Pk 17

6 0 0
                                    

Hadi ama! Yine bir olay olur ve babam sağ olsun, Selin ablam hemen olay yeri inceleme gibi eve damlar.

Beni görebilecekleri kadar ilerlediğimde açık renklere hakim salon takımımızın arkasında kalakaldım. Çünkü Selinle göz göze gelmiş tedirgin bir şekilde gülümsemiştim.

"Selin abla?"

Dedim 'ne arıyorsun burada?' der gibi.

"Kuzum, ortalığı yine karıştırmışsınız bende bir yoklayayım dedim. Gayette iyi etmiş gibi gözüküyorum" dedi babamla benim aramda gözlerini gezdirerek. Babamda bana bakınca yumuşayacağını bildiğinden sadece halıya bakıyordu. Aslında ben evden çıkarken pekte kızgın değildi. Sanırım Eneste bu kadar uzun süre kaldığım ve haber vermediğim için celallenmişti.

"Ya, yaa çok iyi etmişsin. İnan sen olmasan şu an saç baş girmiştik birbirimize" diyerek elimdeki çanta ve montumu yanımdaki masa takımının sandalyesine bıraktım.

"Selin söyle o portakal kokuluya, bir daha eve bu saatte gelmeye çalışmasın, ha geliyorsada ya arabada ya da garajdaki çadırlardan birini alıp gitsin bahçede falan kalsın çünkü bu saatte eve gelen, eve giremez. Bu evi-" derken

"Bu evin kuralları var!" Diyerek babamın sözlerini tamamladım. Ay ne kural aman, aman!

Bu sıralar babamda bir haller vardı anlamış değildim. Genelde her zaman ya Enese ya da Ayline giderdim ve hiç sesi çıkmazdı. Selin ablaya dönüp,

"Sende söyle o arkadaşına, bu evin bi kuralı varsa bu kurala tek ben uyacak değilim herhalde. Hem Deren nerede?" Diyerek telefonuma baktım, saati görebilmek için. Oha saat ne ara 11 olmuştu! Deren kesin yine nöbete gitmiştir

Kusura bakmada, reis haklı Niracığım. Ben olsam, seni balkondan sallandırırdım yeminle. 11 ne lan?

Diye konuştu yine içimdeki cazgır.

"Herkesin bir sorumluluğu olduğu gibi Dereninde bir işi," Diyerek bana bakan babam, yumuşayacağını anlayarak kafasını yine karşımızdaki Seline çevirerek "olduğunu söylersin sen Selin" diye düzeltti.

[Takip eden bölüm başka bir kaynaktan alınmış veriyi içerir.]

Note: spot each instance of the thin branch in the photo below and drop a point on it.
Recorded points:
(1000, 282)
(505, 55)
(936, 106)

"Ay, tamam vazgeçtim girmiyorum aranıza. Kendi aranızda konuşun be, sanki duymuyorsunuz birbirinizi. Gelmiş burada benim beynimin etini yiyorsunuz baba, kız." Diye söylenerek mutfağa gitti Selin.

Bende babamın çaprazında kalan üçlü koltuğa oturdum ve boş boş televizyona bakmaya başladım.

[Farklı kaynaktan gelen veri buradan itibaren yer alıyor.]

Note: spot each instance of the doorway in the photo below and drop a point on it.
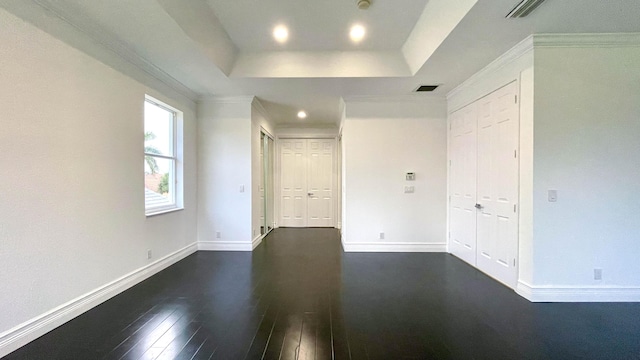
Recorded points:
(267, 150)
(307, 182)
(484, 184)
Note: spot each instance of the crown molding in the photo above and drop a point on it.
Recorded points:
(586, 40)
(522, 48)
(120, 49)
(240, 99)
(410, 98)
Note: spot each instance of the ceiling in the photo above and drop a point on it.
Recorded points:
(226, 48)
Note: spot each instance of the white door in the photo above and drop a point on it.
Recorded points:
(462, 223)
(307, 182)
(484, 184)
(293, 179)
(320, 183)
(497, 223)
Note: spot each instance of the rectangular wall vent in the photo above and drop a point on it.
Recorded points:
(423, 88)
(524, 8)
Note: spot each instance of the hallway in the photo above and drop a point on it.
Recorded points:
(299, 296)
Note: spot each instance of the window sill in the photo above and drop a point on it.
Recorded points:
(162, 211)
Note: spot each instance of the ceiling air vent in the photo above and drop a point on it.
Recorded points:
(426, 88)
(524, 8)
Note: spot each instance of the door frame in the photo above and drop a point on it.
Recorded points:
(449, 179)
(278, 171)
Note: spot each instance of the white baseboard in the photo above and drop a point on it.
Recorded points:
(578, 294)
(226, 245)
(30, 330)
(393, 247)
(257, 241)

Hem suçlu, hem güçlü diye geçirdim içimden. Sözde pişman olurdu, alın işte size pişmanlık. Benimde babam bu işte, pişmanlığını bir süre içinde belli edemezse, o pişmanlık yerini öfkeye bırakır.

"Sadece şunu bil ki, benim hayatımda hata olabilecek son şey sensin Nira. Hata olduğunu düşünsem, seninle oturup burada bunları bile konuşmam ya zaten" diyerek ayaklandı. "Ben yatıyorum kızım, iyi geceler" diyerek cevap beklemeden olgun adımları ile merdivenlerden çıktı.

Sanki demin çocuk gibi benimle didişen o değilmişçesine ayrılmıştı salondan. Bende sözlerinden etkilenerek arkasından iyi geceler diye şımarıkça bağırdım. Cevap olarakta bir kıkırtı duyduğuma emindim.

Kapalı olan televizyonda gözlerimi biraz daha gezdirsemde mutfaktan gelen sesler ile yerimden kalktım ve mutfağa gittim.

"Yine ortaya bombayı bırakıp kaçmışsın evden. Tüm gün Deren ve babanla uğraştım be kızım. Neredesin sen?" Diye yakınarak tezgaha yaslanan Seline mahçupça güldüm ve "sadece, sakinleştiriciyle yaptığım şeyleri ciddiye alıp bana resmen hata dedi Selin. Ne yapabilirdim? Eneslere gittim. Başka nereye gidebilirim ki?" Dedim ve lavabonun üstündeki dolaptan bir bardak alıp kendime su doldurdum. Hızlı yiyeceğim diye tüm yemek boğazıma dizilmişti zaten Eneslerde.